There are questions on Stack Overflow with similar-sounding titles, but there is a critical difference between them and the question I'm asking (and not asking): see below in bold.
Say I have a time-consuming calculation. We'd like the fastest possible calculation and don't mind having several CPU cores spinning. I create a worker thread and hand half the calculation task to the worker.
The main thread sets an input variable for the worker to read, THEN sets the worker's output variable to a certain sentinel value.
The worker thread spins waiting for its output to be set to the sentinel, then reads the input, does the calculation, and overwrites the sentinel with the actual output.
Meanwhile, the main thread does its half of the calculation, then spins waiting for the output to change from the sentinel value it wrote, to any other value.
No race condition is possible, because only main sets the output variable to the sentinel, and only does so when it is non-sentinel. Only the worker sets the output variable to non-sentinel, and only does so when it is sentinel.

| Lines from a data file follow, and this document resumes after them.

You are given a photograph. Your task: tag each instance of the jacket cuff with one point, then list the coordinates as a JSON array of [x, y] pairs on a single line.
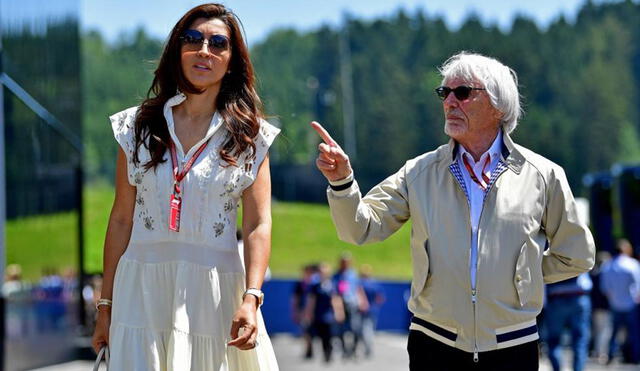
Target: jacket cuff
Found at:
[[343, 186]]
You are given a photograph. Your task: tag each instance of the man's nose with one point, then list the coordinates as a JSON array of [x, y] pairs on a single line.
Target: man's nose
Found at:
[[450, 101], [204, 48]]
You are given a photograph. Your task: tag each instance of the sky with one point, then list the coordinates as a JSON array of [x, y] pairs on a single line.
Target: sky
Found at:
[[259, 17]]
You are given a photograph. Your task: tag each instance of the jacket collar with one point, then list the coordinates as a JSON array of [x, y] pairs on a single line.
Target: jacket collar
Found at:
[[216, 123], [511, 156]]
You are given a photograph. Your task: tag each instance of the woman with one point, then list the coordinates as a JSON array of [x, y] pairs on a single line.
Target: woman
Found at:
[[193, 150]]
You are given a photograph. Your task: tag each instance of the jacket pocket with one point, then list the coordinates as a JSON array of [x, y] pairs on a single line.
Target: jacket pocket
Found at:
[[522, 277], [420, 268]]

To end the child thread, the main thread sets a bool flag for the worker to exit, then sets the output variable to a sentinel. The worker sees the sentinel, checks the exit flag, and exits instead of doing the calculation.
I have made the input, output, and exit flag variables all atomic<>.
The question is: is this the fastest reliable way to communicate variables like double and bool between threads? Especially I in fact need to make all of input, output, and flag atomic? The software runs correctly over hundreds of millions of executions without atomic anything, but I suspect all three really should be atomic. Is there a faster way on a modern Intel CPU? I'm especially concerned about pernicious side effects on the cache lines: should I ensure the variables being spun on are on their own cache line?
(Also, the question is not: are spinning threads wasteful, is this a good general purpose solution for general purpose software, is this how a textbook would do it, are there more general-purpose ways to coordinate threads, etc.)